Minimum Detectable Effect Size Computations for Cluster-Level Regression Discontinuity: Quadratic Functional Form and Beyond
Metin Bulus

TL;DR
This paper extends power calculation formulas for cluster-level regression discontinuity designs to quadratic and beyond functional forms, providing practical tools and insights for researchers to determine minimum detectable effects under various conditions.
Contribution
It introduces extended formulas for power analysis assuming quadratic functional form and an empirical framework for untraceable variance, implemented in R tools.
Findings
Quadratic functional form simplifies interaction concerns.
Sample size varies with functional form and truncation symmetry.

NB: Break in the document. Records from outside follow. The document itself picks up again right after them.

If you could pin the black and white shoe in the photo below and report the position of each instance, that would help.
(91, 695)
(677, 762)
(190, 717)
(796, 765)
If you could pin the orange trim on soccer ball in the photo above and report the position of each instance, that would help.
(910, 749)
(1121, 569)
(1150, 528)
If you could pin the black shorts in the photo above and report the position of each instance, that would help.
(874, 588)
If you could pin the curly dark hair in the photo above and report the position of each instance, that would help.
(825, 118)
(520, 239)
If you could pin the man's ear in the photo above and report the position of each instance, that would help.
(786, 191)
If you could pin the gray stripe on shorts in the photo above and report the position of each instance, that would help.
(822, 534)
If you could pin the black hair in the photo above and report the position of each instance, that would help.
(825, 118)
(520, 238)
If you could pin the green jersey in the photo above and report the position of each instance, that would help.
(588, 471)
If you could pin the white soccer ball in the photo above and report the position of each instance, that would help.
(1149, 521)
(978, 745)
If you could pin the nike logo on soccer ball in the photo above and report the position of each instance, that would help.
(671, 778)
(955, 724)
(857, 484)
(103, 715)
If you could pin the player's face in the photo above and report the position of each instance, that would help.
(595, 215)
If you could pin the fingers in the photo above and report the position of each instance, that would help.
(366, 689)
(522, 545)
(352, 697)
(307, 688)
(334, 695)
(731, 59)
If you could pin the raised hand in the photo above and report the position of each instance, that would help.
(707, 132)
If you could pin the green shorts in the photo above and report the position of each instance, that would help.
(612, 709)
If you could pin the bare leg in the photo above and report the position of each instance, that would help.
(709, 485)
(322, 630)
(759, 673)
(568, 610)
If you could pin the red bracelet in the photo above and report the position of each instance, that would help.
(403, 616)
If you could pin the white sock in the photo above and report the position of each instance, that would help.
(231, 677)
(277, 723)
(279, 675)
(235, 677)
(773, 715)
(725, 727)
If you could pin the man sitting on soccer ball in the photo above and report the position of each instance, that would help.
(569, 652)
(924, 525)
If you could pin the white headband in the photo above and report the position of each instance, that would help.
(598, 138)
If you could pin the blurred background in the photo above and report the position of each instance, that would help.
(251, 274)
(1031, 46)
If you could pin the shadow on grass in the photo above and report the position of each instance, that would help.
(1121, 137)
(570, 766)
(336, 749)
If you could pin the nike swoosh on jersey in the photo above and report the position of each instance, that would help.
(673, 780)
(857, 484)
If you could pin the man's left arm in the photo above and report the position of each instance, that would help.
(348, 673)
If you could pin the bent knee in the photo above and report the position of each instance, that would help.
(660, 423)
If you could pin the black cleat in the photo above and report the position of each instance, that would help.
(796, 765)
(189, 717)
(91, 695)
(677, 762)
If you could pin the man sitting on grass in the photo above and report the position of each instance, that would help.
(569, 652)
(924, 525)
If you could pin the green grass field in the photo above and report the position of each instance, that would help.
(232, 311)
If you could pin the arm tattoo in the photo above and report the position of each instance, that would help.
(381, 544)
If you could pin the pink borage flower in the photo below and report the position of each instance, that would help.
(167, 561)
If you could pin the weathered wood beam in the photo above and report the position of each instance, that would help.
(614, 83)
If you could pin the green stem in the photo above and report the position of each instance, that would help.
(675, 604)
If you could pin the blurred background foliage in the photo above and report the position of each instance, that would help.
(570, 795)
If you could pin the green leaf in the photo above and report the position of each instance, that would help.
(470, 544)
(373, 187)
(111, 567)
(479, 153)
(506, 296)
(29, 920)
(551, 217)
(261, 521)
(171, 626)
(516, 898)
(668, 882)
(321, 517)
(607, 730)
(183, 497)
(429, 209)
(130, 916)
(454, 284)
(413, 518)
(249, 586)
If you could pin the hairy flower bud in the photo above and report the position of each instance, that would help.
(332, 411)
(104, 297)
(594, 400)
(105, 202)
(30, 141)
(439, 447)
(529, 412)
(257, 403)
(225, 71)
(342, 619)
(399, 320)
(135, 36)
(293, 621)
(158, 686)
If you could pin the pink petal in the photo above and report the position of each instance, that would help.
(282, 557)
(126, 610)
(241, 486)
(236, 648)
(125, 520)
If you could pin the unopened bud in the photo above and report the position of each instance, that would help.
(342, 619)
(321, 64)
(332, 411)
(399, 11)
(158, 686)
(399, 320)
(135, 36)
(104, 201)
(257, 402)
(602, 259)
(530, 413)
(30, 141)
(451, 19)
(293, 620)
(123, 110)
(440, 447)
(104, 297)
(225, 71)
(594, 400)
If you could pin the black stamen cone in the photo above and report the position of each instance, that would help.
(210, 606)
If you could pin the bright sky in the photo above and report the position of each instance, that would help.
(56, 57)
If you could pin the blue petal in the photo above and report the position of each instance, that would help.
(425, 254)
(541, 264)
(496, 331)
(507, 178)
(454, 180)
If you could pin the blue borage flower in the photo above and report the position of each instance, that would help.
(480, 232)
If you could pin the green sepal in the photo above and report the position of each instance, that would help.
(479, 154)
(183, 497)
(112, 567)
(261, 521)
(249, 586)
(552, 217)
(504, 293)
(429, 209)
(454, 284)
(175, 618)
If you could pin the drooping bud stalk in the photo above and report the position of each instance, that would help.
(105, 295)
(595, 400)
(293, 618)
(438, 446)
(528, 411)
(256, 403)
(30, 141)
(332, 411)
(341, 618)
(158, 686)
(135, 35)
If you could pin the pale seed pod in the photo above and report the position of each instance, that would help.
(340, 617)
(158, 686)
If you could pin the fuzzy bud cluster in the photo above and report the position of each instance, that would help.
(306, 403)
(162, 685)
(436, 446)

Extended empirical framework aids power calculations when variance is unknown.
Abstract
This study extends power formulas proposed by Schochet (2008) assuming that the cluster-level score variable follows quadratic functional form. Results reveal that we need not be concerned with treatment by linear term interaction, and polynomial degree up to second order for symmetric truncation intervals. In comparison, every slight change in the functional form alters sample size requirements for asymmetric truncation intervals. Finally, an empirical framework beyond quadratic functional form is provided when the asymptotic variance of the treatment effect is untraceable. In this case, the CRD design effect is either computed from moments of the sample or approximate population moments via simulation. Formulas for quadratic functional form and the extended empirical framework are implemented in the cosa R package and companion Shiny web application.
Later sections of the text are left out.